Above: Figure 13.1: Eratosthenes’ First Diagram. This diagram is static. The point F is unlabeled in the manuscripts. In the next diagram, it is movable, and I label it here for continuity.

When the middle parallelogram ΖΙ remains fixed, let the parallelogram ΑΖ be slid along the top surface of the middle one, and ΙΘ along the bottom surface of the middle one, as in the second diagram, until the points Α, Β, Γ, and Δ are in a straight line. Let the line through the points Α, Β, Γ, and Δ be drawn, and let it intersect ΕΘ (having been extended) at Κ.

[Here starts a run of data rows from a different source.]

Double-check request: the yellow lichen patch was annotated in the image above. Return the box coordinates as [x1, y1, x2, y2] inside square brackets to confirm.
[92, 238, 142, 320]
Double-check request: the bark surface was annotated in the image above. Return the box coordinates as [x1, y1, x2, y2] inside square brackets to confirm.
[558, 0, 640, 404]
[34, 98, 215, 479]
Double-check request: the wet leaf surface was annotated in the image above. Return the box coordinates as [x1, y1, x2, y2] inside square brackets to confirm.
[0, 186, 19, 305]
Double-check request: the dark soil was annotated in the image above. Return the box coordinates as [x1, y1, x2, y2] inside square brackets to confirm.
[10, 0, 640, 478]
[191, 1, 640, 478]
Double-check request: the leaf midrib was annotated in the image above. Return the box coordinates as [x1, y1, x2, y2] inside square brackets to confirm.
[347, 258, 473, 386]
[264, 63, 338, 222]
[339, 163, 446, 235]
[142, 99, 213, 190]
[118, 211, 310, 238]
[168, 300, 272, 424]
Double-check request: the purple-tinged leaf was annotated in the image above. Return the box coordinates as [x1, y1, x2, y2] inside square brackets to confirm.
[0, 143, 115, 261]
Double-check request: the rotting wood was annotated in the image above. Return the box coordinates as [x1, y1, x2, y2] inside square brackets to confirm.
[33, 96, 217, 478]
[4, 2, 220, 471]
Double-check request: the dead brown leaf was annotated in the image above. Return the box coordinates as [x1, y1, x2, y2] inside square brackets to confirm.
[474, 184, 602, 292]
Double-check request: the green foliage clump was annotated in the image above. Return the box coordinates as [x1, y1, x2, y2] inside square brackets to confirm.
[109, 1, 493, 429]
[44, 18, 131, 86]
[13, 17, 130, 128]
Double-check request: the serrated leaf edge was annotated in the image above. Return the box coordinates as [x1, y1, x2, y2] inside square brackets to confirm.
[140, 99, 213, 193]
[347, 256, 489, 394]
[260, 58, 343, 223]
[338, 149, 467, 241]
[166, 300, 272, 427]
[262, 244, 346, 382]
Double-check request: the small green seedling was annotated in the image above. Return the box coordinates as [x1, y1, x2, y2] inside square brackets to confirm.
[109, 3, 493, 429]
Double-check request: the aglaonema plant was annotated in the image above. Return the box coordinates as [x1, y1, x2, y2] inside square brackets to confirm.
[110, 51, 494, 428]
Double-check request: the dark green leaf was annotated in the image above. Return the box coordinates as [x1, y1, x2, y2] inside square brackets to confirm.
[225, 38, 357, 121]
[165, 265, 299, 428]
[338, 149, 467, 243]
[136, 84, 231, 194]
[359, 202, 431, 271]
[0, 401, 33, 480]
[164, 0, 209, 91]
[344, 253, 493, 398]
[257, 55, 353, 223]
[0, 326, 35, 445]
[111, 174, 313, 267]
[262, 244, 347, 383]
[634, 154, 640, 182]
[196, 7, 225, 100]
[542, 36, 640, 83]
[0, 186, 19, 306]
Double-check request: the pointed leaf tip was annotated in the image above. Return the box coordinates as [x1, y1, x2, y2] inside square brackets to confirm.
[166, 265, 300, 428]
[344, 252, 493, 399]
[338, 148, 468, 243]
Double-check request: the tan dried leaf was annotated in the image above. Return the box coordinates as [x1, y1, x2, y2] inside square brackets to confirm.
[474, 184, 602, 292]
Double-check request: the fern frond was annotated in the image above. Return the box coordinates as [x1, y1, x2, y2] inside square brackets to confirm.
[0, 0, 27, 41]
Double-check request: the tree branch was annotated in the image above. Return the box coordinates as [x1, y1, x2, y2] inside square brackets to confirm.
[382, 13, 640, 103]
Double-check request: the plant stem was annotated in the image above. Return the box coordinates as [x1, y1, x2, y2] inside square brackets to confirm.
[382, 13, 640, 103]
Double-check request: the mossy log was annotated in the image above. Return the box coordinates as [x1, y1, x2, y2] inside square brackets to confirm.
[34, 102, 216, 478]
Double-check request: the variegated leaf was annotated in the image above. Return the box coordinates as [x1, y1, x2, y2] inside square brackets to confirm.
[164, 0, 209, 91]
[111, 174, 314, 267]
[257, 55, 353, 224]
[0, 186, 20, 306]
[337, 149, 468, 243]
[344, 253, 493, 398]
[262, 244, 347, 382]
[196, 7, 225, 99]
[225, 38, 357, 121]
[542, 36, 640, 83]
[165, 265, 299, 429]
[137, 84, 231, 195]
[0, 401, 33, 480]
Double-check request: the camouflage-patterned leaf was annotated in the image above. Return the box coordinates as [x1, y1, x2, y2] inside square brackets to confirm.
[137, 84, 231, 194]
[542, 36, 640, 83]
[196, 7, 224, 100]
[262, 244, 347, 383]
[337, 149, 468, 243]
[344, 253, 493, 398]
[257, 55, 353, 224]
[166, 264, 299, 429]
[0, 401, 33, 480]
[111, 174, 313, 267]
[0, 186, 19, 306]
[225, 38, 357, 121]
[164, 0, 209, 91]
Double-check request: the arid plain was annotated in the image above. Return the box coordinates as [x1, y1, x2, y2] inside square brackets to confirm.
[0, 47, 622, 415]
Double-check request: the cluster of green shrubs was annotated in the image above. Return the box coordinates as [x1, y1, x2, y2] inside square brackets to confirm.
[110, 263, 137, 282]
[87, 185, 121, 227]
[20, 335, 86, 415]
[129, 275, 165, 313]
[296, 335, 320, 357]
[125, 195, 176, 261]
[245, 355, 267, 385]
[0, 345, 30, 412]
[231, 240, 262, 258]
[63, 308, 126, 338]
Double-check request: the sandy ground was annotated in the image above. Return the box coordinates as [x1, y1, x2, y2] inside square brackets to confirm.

Above: Eratosthenes’ Second Diagram. The objective with this diagram is to have the points Β and Γ on the red line ΑΔ. This is accomplished by moving the doors (by moving points Α and F). The point Δ is also moveable; adjusting it changes the ratio ΑΕ : ΔΘ. By default, ΑΕ is twice ΔΘ. I have added a few labels to this diagram. First, the point F, which is unlabelled in the manuscripts. Second, the manuscripts only label the points Λ and Ι (and their counterparts, Λ2 and Ι2) in the first diagram. For completeness, I include them here; when the doors are moved to their starting positions, the Λ points coincide and the Ι points coincide. Similarly for the points Ζ and Η: while they are also labeled in the second diagram, their counterparts Z_{1} and Η_{1} are not. (Note that Eratosthenes’ First Diagram corresponds to a static version of this diagram.)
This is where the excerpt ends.